Gliese 832c è stato scoperto da un team internazionale di astronomi, guidati da Robert A. Wittenmyer, dell UNSW (University of New South Wales) dell'Australia. Gli strumenti usati sono lo spettrografo PFS (Planet Finder Spectrograph), il HARPS-TERRA ed il UCLES. Queste osservazioni hanno permesso di rilevare quanto la stella si muove in risposta gravitazionale alla presenza della massa del pianeta.

Ovviamente non è così facile immaginare che si tratta di un posto dove andare a cercare forme di vita. Prima di tutto, dato che la nana rossa è molto più fredda del nostro Sole, il pianeta si deve trovare molto più vicino, e questo aumenta anche l'esposizione a tempeste stellari intense. Inoltre, potrebbe essere bloccato marealmente e quindi mostrare sempre la stessa faccia alla propria stella, portando a stagioni molto estreme. Non sappiamo nemmeno ancora quanto la massa enorme può essere un problema per quanto riguarda processi come il movimento di placche tettoniche, o la presenza di motti convettivi nel nucleo esterno e quindi un campo magnetico attivo.

Tuttavia, data la vicinanza, resta un pianeta molto intrigante perché possiamo studiarlo molto in dettaglio in futuro.

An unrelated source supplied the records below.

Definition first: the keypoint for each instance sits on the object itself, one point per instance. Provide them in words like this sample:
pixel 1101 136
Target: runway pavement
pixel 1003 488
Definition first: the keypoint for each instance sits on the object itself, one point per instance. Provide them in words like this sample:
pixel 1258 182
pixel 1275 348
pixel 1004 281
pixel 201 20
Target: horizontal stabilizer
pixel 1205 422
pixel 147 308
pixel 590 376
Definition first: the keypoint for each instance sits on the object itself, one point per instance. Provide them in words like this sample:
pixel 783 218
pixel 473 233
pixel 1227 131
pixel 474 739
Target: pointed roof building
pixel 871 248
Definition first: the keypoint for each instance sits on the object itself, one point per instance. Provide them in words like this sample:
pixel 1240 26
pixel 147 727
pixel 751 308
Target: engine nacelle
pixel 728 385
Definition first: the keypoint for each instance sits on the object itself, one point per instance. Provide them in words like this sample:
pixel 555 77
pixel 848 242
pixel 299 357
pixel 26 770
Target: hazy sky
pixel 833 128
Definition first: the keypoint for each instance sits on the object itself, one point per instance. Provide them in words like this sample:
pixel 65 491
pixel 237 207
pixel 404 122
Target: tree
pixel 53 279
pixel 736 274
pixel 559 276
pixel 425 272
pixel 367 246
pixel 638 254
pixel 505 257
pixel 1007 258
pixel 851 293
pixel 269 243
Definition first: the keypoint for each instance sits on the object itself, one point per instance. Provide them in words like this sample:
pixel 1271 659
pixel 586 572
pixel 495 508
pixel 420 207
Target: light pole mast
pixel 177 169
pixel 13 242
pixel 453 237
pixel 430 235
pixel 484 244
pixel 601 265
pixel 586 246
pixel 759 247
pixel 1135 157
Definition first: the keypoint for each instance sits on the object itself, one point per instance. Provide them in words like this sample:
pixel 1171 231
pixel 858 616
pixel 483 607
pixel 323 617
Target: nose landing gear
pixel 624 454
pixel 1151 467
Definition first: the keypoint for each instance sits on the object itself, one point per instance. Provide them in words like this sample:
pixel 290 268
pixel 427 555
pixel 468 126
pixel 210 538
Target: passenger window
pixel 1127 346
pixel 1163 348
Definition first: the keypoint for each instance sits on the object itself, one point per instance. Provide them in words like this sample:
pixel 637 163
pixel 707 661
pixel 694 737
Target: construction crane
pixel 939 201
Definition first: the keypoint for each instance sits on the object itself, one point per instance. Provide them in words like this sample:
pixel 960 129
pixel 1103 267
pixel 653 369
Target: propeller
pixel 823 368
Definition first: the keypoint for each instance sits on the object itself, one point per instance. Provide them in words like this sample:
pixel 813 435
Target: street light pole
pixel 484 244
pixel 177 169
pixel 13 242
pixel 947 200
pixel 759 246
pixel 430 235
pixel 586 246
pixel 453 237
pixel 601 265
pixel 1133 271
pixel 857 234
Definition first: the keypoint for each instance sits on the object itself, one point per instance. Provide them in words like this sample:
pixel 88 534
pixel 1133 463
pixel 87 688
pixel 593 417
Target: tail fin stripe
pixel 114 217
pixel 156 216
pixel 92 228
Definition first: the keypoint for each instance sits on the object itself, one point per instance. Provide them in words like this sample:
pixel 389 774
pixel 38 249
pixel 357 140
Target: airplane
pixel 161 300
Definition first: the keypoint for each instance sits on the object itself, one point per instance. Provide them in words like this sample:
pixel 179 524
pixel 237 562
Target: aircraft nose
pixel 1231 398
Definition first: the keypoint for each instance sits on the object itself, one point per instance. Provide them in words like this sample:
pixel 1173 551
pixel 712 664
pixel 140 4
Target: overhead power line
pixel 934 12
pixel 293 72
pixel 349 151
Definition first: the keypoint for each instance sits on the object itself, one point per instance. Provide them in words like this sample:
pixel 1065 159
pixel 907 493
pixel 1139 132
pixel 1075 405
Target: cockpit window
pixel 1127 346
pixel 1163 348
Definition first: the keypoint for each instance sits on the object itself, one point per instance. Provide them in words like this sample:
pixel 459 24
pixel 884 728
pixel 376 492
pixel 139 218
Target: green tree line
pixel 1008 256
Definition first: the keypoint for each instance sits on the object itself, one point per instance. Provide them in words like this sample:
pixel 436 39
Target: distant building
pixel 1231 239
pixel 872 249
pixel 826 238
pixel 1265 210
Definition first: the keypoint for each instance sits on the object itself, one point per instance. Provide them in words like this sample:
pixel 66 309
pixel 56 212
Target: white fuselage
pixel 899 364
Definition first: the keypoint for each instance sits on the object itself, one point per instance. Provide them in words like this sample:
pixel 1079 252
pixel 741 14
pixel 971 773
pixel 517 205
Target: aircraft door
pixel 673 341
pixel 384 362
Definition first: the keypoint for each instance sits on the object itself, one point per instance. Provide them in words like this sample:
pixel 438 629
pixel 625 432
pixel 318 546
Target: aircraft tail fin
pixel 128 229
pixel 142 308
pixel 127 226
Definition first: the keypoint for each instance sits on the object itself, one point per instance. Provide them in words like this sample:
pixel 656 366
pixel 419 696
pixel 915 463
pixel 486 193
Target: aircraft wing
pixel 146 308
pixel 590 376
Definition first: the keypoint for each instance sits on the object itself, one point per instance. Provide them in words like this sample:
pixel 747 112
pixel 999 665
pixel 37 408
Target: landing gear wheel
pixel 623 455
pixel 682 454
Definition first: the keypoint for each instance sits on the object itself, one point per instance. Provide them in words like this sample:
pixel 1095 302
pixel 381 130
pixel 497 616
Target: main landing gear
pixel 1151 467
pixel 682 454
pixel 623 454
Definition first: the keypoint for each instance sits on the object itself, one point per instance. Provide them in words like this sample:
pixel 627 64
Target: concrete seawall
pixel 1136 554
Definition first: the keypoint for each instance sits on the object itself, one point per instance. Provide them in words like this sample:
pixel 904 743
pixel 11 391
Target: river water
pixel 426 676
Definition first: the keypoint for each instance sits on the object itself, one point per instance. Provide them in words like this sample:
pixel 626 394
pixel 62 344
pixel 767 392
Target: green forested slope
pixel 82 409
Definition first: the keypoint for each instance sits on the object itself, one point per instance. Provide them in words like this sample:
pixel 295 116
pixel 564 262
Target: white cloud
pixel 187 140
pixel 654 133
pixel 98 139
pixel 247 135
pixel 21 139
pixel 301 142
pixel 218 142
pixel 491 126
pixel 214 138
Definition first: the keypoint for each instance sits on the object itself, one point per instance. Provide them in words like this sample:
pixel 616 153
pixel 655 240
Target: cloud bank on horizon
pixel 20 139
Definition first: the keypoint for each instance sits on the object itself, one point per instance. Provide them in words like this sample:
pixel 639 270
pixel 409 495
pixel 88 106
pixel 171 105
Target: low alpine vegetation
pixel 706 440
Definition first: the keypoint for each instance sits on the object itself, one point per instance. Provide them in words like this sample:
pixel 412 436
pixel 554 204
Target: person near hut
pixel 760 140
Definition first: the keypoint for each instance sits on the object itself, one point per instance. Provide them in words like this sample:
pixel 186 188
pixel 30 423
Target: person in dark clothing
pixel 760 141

http://arxiv.org/abs/1406.5587

http://scitechdaily.com/astronomers-dis ... ese-832-c/

http://www.universetoday.com/112806/nea ... omers-say/

http://www.link2universe.net/2014-06-26 ... ce-da-noi/

come si evince,magari,le ricerche possono essere effettuate anke in zone relativamente non lontane......magari le sorprese le possiamo avere sull'uscio di casa [;)]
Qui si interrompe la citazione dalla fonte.